Things are bad in India. And they are heading toward worse.
A sobering story in the New York Times today lays out the problem: a poor economy that is crippled by chronic societal and infrastructure problems. The whole piece is here, and worth a read for those interested in the country of yoga’s birth. A few snippets:
India had seemed tantalizingly close to embarking on the same dash for economic growth that has lifted hundreds of millions of people out of poverty in China and across East Asia.
Its economy now stands in disarray, with the prospect of worse to come in the next few months.

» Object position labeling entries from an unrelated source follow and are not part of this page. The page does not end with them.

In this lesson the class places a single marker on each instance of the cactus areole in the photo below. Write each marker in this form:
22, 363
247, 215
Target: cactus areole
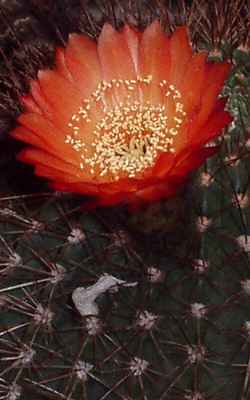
124, 119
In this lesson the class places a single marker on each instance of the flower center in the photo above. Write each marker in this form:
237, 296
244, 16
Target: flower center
131, 133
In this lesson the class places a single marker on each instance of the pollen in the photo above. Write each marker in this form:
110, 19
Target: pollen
131, 132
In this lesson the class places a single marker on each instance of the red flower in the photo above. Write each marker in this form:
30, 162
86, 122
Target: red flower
124, 119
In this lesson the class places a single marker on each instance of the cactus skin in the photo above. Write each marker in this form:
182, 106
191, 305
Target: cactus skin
183, 331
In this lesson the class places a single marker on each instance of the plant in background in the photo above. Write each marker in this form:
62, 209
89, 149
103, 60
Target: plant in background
104, 305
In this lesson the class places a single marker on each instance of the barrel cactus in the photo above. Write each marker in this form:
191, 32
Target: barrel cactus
120, 302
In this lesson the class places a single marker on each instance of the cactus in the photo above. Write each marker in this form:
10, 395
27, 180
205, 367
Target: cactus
107, 305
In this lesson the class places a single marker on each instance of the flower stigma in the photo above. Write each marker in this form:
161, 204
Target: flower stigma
129, 136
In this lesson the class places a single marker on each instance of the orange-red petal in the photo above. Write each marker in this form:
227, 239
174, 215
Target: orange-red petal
61, 95
180, 53
83, 63
155, 61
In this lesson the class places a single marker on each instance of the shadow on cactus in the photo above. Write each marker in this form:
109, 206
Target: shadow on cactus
105, 304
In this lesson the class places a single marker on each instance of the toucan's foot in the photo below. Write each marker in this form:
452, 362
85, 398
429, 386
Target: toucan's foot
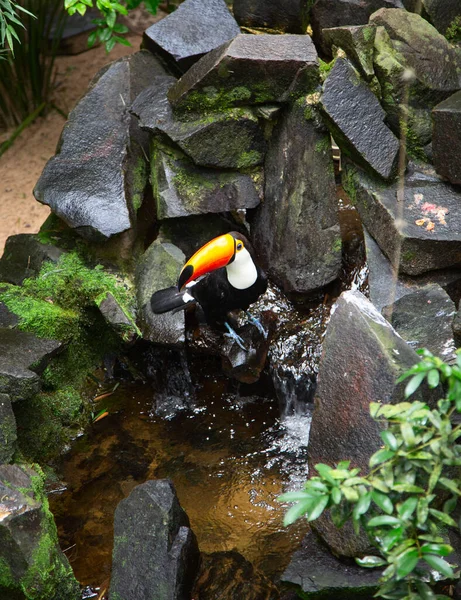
257, 323
234, 336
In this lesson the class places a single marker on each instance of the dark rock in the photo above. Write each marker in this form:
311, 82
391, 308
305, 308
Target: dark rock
193, 29
22, 358
230, 139
33, 565
319, 574
155, 552
181, 189
159, 268
289, 16
229, 576
446, 139
8, 433
424, 319
296, 230
357, 41
356, 119
376, 356
96, 180
423, 233
337, 13
23, 257
251, 69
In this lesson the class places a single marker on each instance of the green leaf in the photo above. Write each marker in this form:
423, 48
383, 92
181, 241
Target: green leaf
371, 561
439, 564
384, 502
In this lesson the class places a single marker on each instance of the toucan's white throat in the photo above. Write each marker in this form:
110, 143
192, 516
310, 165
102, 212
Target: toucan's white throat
242, 272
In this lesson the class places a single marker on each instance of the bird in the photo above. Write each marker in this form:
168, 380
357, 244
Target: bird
222, 276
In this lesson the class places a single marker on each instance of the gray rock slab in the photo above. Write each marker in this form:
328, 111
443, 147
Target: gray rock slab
356, 119
88, 183
296, 230
182, 189
23, 257
446, 138
342, 428
155, 552
424, 319
23, 357
290, 16
159, 268
8, 433
251, 69
320, 574
421, 232
337, 13
231, 140
193, 29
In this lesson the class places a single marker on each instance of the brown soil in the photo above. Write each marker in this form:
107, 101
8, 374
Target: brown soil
22, 164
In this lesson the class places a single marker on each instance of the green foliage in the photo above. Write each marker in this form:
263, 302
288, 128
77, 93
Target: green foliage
406, 501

The economic decline has laid bare chronic problems, little remarked upon during the recent boom. An antiquated infrastructure, a sclerotic job market, exorbitant real estate costs and bloated state-owned enterprises never allowed manufacturing, especially manufacturing for export, to grow strong.

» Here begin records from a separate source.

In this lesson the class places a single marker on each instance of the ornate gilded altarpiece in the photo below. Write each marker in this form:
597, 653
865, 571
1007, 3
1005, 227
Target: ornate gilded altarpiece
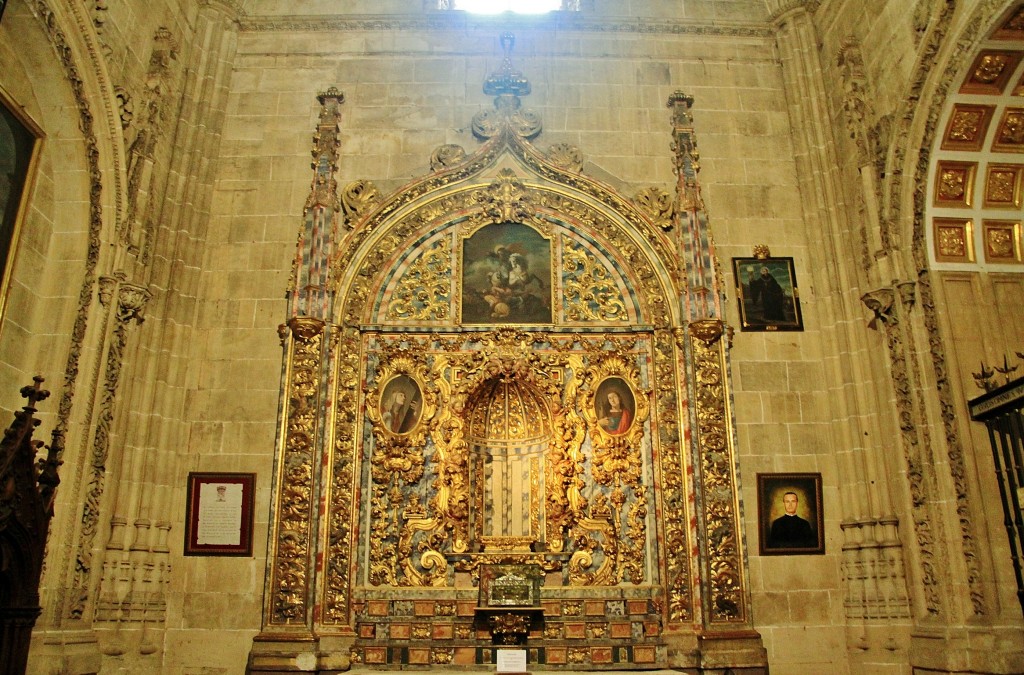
504, 364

Roads and bridges to inland towns are not the only infrastructure problem. Shakti Industries, which thins and cuts aluminum wires for jewelry manufacturers, pays the equivalent of 15 to 18 cents per kilowatt-hour for electricity. In China, even after a round of price increases coming in late September to pay for more clean energy, factory owners will pay half as much.
The story is on the front page of the paper. Much presented in it tracks pretty closely to what I, at least, experienced when we were in Mumbai for a few days in January. There wasn’t the crushing poverty and hunger of the past, but in some ways the mega-city felt like the ghost image of a metropolis. It would seem there are many thing conspiring to keep India from waking up to its potential.